Старая карга оскалила зубы. Ни один не пропал – напротив, казалось, у нее их было слишком много, и все – острые.

– Ему нравится, что я умею делать ртом!

– О, я очень в этом сомневаюсь. И вообще ты просто отвратительна.

Я совершенно не была против того, чтобы уйти, хотя, технически говоря, я даже не была одета. Для начала, меня даже не волновало, что я оставляю одежду, которая не была моей.

– Куда мы направляемся? – спросила я, когда мы оказались вне пределов слышимости.

– Я возвращаюсь к работе, с которой, как мне кажется, ты вряд ли захочешь иметь что-то общее. И, поскольку мне не хватит смелости оставить тебя здесь одну, я помещу тебя к женам герцога. Это самая охраняемая территория во всем дворце. Там ты будешь в безопасности.

– Подожди, что? Я не хочу быть…

Сенера остановилась и повернулась ко мне:

– Две минуты. Ты вляпалась в неприятности менее чем через две минуты после того, как тебя оставили здесь наедине с мужчинами. У меня нет причин думать, что на этот раз все будет иначе. И ни меня, ни брата Коуна, ни лорда Вара не будет рядом, чтобы исцелить твою руку, когда ты снова разобьешь ее о чье-нибудь лицо. Поэтому я бы предпочла поместить тебя в какое-нибудь безопасное место.

– Ладно.

– Тебе это даже может понравиться. Несколько жен находятся под смехотворным впечатлением, что герцог оплодотворит их, но большинство женщин просто наслаждаются тем, что их не заставляют иметь ничего общего с мужчинами. У них даже есть книги.

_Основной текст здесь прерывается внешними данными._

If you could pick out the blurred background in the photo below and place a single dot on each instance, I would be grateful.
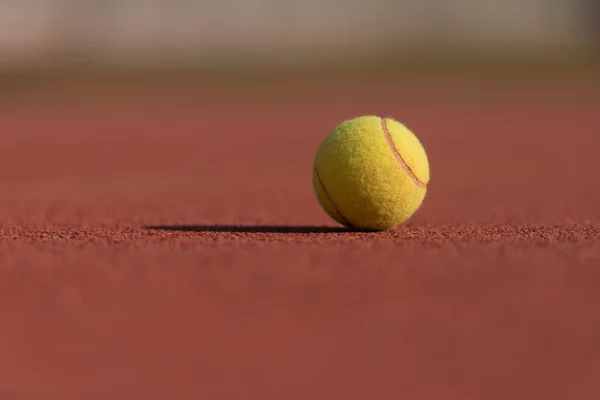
(259, 35)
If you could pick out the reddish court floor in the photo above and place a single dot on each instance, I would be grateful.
(251, 292)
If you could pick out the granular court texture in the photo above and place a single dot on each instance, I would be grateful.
(175, 250)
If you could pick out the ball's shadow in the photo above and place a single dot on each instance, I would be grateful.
(250, 228)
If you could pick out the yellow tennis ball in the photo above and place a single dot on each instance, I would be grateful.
(371, 173)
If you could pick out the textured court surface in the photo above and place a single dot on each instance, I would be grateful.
(174, 249)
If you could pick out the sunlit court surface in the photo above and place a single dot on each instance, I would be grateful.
(160, 237)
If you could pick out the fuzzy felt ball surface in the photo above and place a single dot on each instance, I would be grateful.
(371, 173)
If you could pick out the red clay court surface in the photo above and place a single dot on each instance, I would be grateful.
(250, 291)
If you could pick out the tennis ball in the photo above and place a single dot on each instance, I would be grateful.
(370, 173)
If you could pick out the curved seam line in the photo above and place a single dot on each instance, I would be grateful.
(401, 161)
(331, 201)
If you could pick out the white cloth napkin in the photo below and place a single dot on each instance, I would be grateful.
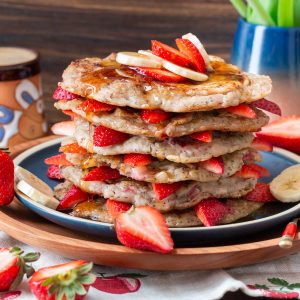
(188, 285)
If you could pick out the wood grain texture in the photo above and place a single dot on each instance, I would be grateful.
(65, 30)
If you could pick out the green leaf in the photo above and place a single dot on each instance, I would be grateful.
(278, 281)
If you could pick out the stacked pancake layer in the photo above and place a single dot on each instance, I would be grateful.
(178, 159)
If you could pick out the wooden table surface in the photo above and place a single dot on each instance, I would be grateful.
(65, 30)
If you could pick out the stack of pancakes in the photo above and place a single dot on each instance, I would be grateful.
(177, 158)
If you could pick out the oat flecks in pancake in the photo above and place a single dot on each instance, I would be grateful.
(179, 125)
(97, 79)
(190, 152)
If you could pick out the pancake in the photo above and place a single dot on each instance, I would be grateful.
(182, 150)
(129, 121)
(141, 193)
(107, 81)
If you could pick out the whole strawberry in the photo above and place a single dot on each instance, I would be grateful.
(6, 179)
(13, 266)
(70, 281)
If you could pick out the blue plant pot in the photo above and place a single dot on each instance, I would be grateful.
(273, 51)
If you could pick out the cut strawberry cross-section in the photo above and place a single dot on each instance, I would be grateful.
(284, 132)
(115, 207)
(163, 190)
(104, 136)
(215, 165)
(203, 136)
(94, 106)
(159, 74)
(154, 116)
(137, 159)
(211, 211)
(242, 110)
(101, 173)
(144, 228)
(190, 50)
(170, 54)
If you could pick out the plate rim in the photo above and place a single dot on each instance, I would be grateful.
(24, 155)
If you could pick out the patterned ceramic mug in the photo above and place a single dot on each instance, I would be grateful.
(21, 104)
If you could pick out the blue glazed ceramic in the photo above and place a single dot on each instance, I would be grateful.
(273, 51)
(33, 158)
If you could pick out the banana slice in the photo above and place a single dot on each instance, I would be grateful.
(192, 38)
(187, 73)
(135, 59)
(286, 186)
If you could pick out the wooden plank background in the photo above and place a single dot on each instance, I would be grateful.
(64, 30)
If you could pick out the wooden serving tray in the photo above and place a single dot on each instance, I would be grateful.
(23, 225)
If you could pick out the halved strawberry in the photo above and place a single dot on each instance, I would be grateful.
(72, 148)
(66, 281)
(159, 74)
(59, 159)
(61, 94)
(190, 50)
(284, 132)
(211, 211)
(248, 172)
(171, 54)
(137, 159)
(261, 193)
(261, 145)
(154, 116)
(267, 105)
(163, 190)
(91, 105)
(203, 136)
(115, 207)
(144, 228)
(242, 110)
(215, 165)
(104, 136)
(53, 172)
(73, 196)
(101, 173)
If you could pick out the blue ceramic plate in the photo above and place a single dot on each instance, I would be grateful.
(270, 215)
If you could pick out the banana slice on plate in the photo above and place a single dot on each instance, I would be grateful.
(135, 59)
(34, 188)
(286, 186)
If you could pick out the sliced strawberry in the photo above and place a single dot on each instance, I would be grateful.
(137, 159)
(261, 193)
(53, 172)
(203, 136)
(248, 172)
(64, 128)
(171, 54)
(116, 207)
(73, 196)
(163, 190)
(284, 133)
(72, 148)
(154, 116)
(104, 136)
(67, 281)
(215, 165)
(159, 74)
(59, 159)
(144, 228)
(267, 105)
(242, 110)
(190, 50)
(261, 145)
(102, 173)
(211, 211)
(95, 106)
(61, 94)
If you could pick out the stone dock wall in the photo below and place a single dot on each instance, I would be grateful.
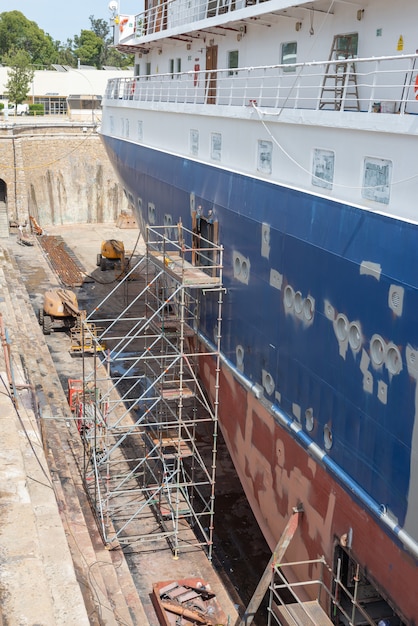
(59, 173)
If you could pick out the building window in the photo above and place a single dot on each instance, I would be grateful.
(216, 146)
(264, 157)
(232, 62)
(376, 180)
(323, 168)
(194, 142)
(288, 56)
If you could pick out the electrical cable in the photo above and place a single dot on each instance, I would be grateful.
(261, 112)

– Звучит фантастически. Но у них нет конюшни?..

– В этом климате? Нет. Честно говоря, одна мысль о том, что Вирга могла здесь где-то найти лошадь, заставляет меня содрогаться. Она могла солгать. Самое близкое, что можно найти среди этих гор, – это снежные гиены, которые тянут сани, и иногда мамонты.

Я кивнула и напомнила себе, что мне нужно найти копье, выяснить, у кого гаэш брата Коуна (и, если уж на то пошло, где сам брат Коун), и сбежать.

И чем скорее, тем лучше.

Мне еще предстояло получить настоящее представление о том, как выглядит дворец снаружи. Все стены без окон были созданы из одного и того же черного камня, отчего создавалось впечатление бесконечного и извилистого лабиринта, освещенного лампами магического света. Хотя воздух казался свежим, я предположила, что это из-за магии. На самом деле я бы не удивилась, узнав, что множество слуг ходит по залам, рисуя эти проклятые воздушные знаки под каждым стулом и за каждой картиной.

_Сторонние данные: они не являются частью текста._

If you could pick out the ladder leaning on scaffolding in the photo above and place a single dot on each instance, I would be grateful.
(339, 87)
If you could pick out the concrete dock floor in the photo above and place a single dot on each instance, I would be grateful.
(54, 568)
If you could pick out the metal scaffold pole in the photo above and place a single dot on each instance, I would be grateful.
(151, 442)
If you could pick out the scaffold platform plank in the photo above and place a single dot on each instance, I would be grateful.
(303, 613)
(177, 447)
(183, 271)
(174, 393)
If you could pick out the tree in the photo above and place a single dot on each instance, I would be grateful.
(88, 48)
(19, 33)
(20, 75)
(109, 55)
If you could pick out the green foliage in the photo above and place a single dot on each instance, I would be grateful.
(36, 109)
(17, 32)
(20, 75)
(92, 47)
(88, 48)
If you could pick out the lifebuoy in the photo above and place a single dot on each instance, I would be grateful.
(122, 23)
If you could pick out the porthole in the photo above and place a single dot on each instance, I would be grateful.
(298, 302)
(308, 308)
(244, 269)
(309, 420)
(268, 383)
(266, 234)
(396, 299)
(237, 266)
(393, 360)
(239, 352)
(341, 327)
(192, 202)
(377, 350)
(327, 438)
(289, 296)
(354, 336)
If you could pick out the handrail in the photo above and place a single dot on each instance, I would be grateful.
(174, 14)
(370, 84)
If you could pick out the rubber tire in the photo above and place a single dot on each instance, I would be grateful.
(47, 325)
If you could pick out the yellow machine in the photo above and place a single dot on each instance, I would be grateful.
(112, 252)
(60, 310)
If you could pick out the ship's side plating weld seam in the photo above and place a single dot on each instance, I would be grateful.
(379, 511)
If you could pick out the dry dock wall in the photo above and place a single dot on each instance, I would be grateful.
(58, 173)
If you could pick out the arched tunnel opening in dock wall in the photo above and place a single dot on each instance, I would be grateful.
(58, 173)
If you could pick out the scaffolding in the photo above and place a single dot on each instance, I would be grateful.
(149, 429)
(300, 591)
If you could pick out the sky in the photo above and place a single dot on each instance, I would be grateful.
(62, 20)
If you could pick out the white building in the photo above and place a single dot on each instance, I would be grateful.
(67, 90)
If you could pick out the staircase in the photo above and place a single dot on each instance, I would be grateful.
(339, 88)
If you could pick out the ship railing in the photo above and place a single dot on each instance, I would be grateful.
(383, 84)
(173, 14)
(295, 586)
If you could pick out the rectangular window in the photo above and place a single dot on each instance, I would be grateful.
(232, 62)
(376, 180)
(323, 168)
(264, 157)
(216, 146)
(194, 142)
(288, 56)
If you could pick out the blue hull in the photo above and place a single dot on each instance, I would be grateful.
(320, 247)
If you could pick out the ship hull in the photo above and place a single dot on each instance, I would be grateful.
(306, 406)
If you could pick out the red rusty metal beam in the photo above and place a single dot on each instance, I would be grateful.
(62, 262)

Единственный охраняемый вход в покои жен привел нас в огромный зал, одна стена которого состояла из того же прозрачного кристалла, который я видела в главной столовой. Несколько выступающих прямо в бирюзовое небо балконов прерывали его почти невидимое пространство. Вдоль стен зала расположились зеркальные пруды, окруженные цветами. Комната казалась олицетворением ставшей мягкой и уютной зимы. Повсюду были разбросаны подушки, меха и шелка, какие только можно было пожелать.

Несмотря на то что холод меня обычно не беспокоил, мне по-прежнему было зябко, но жены герцога, казалось, ничего не замечали.

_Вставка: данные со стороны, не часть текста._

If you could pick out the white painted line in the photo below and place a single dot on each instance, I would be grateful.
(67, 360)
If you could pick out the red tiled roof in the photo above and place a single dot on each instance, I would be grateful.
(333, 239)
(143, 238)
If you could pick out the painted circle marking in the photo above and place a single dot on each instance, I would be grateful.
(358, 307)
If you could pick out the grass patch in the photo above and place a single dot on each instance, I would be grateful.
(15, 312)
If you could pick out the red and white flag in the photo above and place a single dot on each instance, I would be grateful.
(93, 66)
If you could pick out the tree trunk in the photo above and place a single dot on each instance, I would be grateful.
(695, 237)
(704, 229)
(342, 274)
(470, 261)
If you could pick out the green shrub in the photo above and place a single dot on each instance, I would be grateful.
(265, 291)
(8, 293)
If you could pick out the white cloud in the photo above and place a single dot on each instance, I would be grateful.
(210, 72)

Все они были разного возраста: от моих ровесниц до ровесниц Нинавис, старше не было. И все они были йорками: бледнокожими, как лед, и не обязательно привлекательными.

– И никаких мужчин? – прошептала я Сенере.

Она бросила на меня странный взгляд, который я не смогла толком истолковать, затем встряхнула головой:

– Нет, мужчинам вход воспрещен. Единственные, кто может быть здесь, кроме герцога Каэна, – стражники, всегда находящиеся снаружи, и даже им не разрешается входить внутрь, когда присутствует герцог. Герцог Каэн требует, чтобы он был единственным, кто доставит удовольствие его женам.

Я едва не поперхнулась:

– Э… но… э…

Сенера даже не пыталась скрыть улыбку:

– Да?

– Разве никто не сказал Каэну, что для этого нам не нужны мужчины?

Ее глаза заблестели.

– Не порть им веселье. Здесь, конечно, терпят долгосрочные романы, но лишь потому, что их муж, похоже, и не осознает, что это возможно.

– О, я бы и не подумала ничего говорить.

Нас заметила одна из женщин и подошла к нам.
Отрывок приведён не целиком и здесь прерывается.